Si bien a Dalgliesh le llamó la atención que el padre Sebastian no hiciera comentario alguno sobre la ausencia de Yarwood, Pilbeam y Stephen Morby, agradeció en su fuero interno su discreción. Decidió que sería breve. No acostumbraba a disculparse por las molestias que ocasionaría al investigar un homicidio; dichas molestias representaban el menor de los males que acarreaba un asesinato.
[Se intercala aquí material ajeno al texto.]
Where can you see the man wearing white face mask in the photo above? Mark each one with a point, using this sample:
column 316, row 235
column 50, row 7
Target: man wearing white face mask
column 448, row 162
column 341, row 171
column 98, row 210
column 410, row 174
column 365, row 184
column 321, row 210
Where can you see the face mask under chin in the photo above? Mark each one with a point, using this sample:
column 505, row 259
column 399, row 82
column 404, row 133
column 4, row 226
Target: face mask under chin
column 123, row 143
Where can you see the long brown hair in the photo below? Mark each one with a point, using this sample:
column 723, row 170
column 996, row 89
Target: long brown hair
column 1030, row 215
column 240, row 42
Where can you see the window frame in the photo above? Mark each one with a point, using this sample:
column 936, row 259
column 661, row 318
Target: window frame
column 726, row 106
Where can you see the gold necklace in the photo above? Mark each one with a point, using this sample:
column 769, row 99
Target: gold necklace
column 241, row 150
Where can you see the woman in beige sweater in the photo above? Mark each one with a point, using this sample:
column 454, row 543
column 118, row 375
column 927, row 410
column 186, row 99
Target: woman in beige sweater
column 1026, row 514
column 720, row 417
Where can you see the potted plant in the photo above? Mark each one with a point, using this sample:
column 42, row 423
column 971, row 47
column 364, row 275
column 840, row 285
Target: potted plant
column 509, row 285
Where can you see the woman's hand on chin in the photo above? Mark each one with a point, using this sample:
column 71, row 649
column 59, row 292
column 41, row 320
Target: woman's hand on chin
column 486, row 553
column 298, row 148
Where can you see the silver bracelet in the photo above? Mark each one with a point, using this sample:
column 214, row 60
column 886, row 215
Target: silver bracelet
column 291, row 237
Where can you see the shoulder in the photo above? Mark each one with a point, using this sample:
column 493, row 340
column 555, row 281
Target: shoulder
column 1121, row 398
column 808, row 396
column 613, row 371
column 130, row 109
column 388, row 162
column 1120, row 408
– Se ha acordado que la Policía Metropolitana se ocupe de este caso. Un pequeño equipo de agentes y personal de apoyo llegará aquí esta misma mañana. Como ha dicho el padre Sebastian, la iglesia, el claustro norte y la puerta que comunica ese claustro con el seminario permanecerán cerrados. Yo mismo o uno de mis subalternos hablarán con cada uno de ustedes en algún momento del día. Sin embargo, ahorraríamos tiempo si aclarásemos un hecho de inmediato. ¿Alguno de los presentes salió de su habitación anoche, después de las completas? ¿Alguien se acercó a la iglesia, o vio u oyó algo que posiblemente guarde relación con el crimen?

Al cabo de un breve silencio, Henry dijo:

– Yo salí poco después de las diez y media para tomar el aire y hacer un poco de ejercicio. Di unas cinco vueltas rápidas alrededor de los claustros y volví a mi habitación. Estoy en la número 2, en el claustro sur. No vi ni oí nada raro. El viento soplaba con fuerza y arrastraba montones de hojas al claustro norte. Es todo lo que recuerdo.

– Usted encendió las velas de la iglesia antes de las completas y abrió la puerta sur -señaló Dalgliesh-. ¿Sacó las llaves del despacho de la señorita Ramsey?

– Sí. Las recogí poco antes del oficio y las devolví después. Había tres juegos cuando fui a buscarlas y también cuando las dejé.

– Repetiré la pregunta -dijo Dalgliesh-: ¿Alguien salió de su habitación después de las completas? -Aguardó un momento y, al no obtener respuesta, añadió-: Más tarde les pediré que me enseñen los zapatos y la ropa que llevaban anoche, y también será necesario que les tome las huellas a todos con el fin de descartar sospechosos. Creo que eso es todo por ahora.